Localism Bill

Memorandum submitted by Rick Long MRTPI (L 59)

I am a member of the Royal Town Planning Institute and have been an active Planning Aid volunteer since 1992.

During that time, I have seen the effectiveness of the Planning Aid service continue to develop in supporting those communities who are unable to access the planning system by employing consultants or solicitors. I have represented and advised numerous individuals and communities, and particularly over the last ten year, volunteers have been supported by a core team of properly resourced staff who have built up the capacity of the regional service to enable Planning Aid to be proactive in supporting communities in preparing positive development proposals for their areas, rather than the service being a soley reactive advice line to object to development.  My own experience has included representing and advising communities in the west and east end of Newcastle who were facing wholesale redevelopment of their local areas and potential demolition of their houses. The support provided to these communities from Planning Aid was only possible through a properly co-ordinated and resourced programme, agreed with the Local Planning Authority, which recognised Planning Aid's unique role as a competent independent body.  It would not have been possible through the network of volunteers alone, the model that the Coalition Government now seems to be proposing for Planning Aid.

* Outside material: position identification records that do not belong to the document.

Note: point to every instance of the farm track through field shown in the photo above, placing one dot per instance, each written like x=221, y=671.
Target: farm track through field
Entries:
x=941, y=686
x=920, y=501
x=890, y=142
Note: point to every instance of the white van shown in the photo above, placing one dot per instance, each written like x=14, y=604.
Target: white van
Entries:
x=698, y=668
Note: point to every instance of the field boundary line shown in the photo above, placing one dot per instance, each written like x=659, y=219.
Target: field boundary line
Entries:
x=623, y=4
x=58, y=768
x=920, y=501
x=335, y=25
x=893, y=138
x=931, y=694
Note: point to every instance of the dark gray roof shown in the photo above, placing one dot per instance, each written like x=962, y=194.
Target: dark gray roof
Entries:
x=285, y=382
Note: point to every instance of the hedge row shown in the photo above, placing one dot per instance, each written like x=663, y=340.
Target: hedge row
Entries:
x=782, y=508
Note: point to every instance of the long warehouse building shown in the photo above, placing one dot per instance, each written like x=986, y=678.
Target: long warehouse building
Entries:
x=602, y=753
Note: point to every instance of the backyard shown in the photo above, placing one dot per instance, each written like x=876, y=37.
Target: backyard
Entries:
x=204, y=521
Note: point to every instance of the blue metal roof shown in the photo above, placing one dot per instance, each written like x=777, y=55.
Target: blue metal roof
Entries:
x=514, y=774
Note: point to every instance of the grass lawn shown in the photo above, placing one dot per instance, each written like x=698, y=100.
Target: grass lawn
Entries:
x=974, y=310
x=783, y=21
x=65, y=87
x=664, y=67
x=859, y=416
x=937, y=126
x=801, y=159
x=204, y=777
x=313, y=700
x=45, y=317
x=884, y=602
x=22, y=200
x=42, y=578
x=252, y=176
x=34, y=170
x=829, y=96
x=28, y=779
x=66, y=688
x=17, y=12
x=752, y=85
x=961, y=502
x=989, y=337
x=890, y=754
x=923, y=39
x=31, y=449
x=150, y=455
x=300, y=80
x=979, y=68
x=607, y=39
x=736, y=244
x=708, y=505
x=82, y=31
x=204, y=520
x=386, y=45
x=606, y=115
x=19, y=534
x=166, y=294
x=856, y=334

I support the principle of localism and neighbourhood planning, insofar as I take it to mean the ability of local people to directly participate in the planning system and directly shape the way that their local areas develop.  It is important to ensure that all communities are able to participate, not just a few, and Planning Aid must continue to be a critical part of the measures to ensure that neighbourhood planning will be promoted in those deprived areas where it is needed most. In this respect, it is very difficult to see how a planning system that would be simpler and more open to local people could emerge from the decision to abolish Planning Aid , given its track record of providing support to local people. Without Planning Aid , only those individuals and communities with the loudest voices and most resources will have any voice and influence in the planning process.  Planning Aid is the one recognised body with a track record of effective delivery in enabling communities  that might not have access to professional support to engage in the process.   It seems clear to me that for neighbourhood planning to be successful, there is a need for capacity building in neighbourhoods and for communities to have access to advice, training and funding. With that in mind, the decision to end the funding of Planning Aid is extremely short sighted and very damaging.  This decision should be reviewed immediately to ensure that the capacity and momentum that Planning Aid has been able to build up over the last ten years is able to continue and evolve.